I’m a historian, I’m an anthropologist, I’m a literature specialist.” This turf-marking is another way of excluding all but a small sect of specialists. Exclusionary languages are created to justify your own existence. So, academics have much to learn from journalists . . . but journalists also have much to learn from academics.

Finally, there is the question, which Peter raises, of plagiarism—of the theft of ideas and research. This problem is on the increase, and I think this increase is partly to do with the rise of new sports writing, as well as what Simon Kuper described as the death of the match report. Readers now all know what has happened in the match. They demand more, these days—history, background, stories. These pieces require research, but few people have the time to do this research. Far too much is being written (usually for free) in far too short a time. What happens is that some journalists go to their bookshelves and pick out some of the juicy quotes and ideas from their books. Say, for example, that you were writing a piece for a magazine about the Lazio team of the 1970s. Let’s say, for example, that the piece in question was almost entirely based on the book Calcio. You haven’t actually copied anything (apart from other people’s quotes, which are also part of the author’s research) but the entire edifice of the article is taken from that book—which cost the author years of work in dusty libraries. Do you even cite that book? No. Not even once. And yet you, the journalist, were paid for that piece. This is wrong, but it happens almost on a daily basis.

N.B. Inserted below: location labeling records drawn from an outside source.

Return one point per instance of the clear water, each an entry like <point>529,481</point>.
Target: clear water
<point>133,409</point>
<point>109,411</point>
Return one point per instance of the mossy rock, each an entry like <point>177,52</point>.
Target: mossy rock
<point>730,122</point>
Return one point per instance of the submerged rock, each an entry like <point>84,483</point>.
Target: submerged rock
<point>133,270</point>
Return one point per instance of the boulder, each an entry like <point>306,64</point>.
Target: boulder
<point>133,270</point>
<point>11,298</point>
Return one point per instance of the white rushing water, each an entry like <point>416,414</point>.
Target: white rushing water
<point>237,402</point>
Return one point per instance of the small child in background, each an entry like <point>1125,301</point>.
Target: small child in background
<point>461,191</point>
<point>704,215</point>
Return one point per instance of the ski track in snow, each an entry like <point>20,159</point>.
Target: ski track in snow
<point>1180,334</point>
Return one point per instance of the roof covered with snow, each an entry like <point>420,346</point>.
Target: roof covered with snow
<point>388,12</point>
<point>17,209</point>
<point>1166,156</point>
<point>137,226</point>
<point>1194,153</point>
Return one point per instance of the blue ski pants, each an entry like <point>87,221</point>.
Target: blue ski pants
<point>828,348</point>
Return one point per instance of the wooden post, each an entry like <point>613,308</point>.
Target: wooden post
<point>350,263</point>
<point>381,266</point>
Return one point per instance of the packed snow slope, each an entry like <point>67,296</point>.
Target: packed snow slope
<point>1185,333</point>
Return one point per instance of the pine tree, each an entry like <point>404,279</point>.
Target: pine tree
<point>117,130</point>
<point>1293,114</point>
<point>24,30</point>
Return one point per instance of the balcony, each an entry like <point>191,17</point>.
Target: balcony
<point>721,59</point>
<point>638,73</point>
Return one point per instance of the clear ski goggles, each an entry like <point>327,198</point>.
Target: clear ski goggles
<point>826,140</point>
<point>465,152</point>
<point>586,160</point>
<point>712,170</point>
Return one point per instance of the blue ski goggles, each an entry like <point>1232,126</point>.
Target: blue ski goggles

Finally, we have had the explosion of social media. Now, I love Twitter. In fact, you could say that I am addicted to it. However, I can see its limitations. It encourages (and almost exalts) short-termism, stupidity and under-researched writing (and comments). Last week someone rejected my considered opinion on Arsene Wenger with a tweet which read “the cunt lives in Italy.” Delightful. But there is simply too much stuff—even when it is good. Every day there are numerous excellent articles about my own little niche world: Italian football. Who can possibly read them all? Enough, already. This is unsustainable. We need a moratorium on articles and more quality control. Stop writing. Get down to the library. That’s my motto.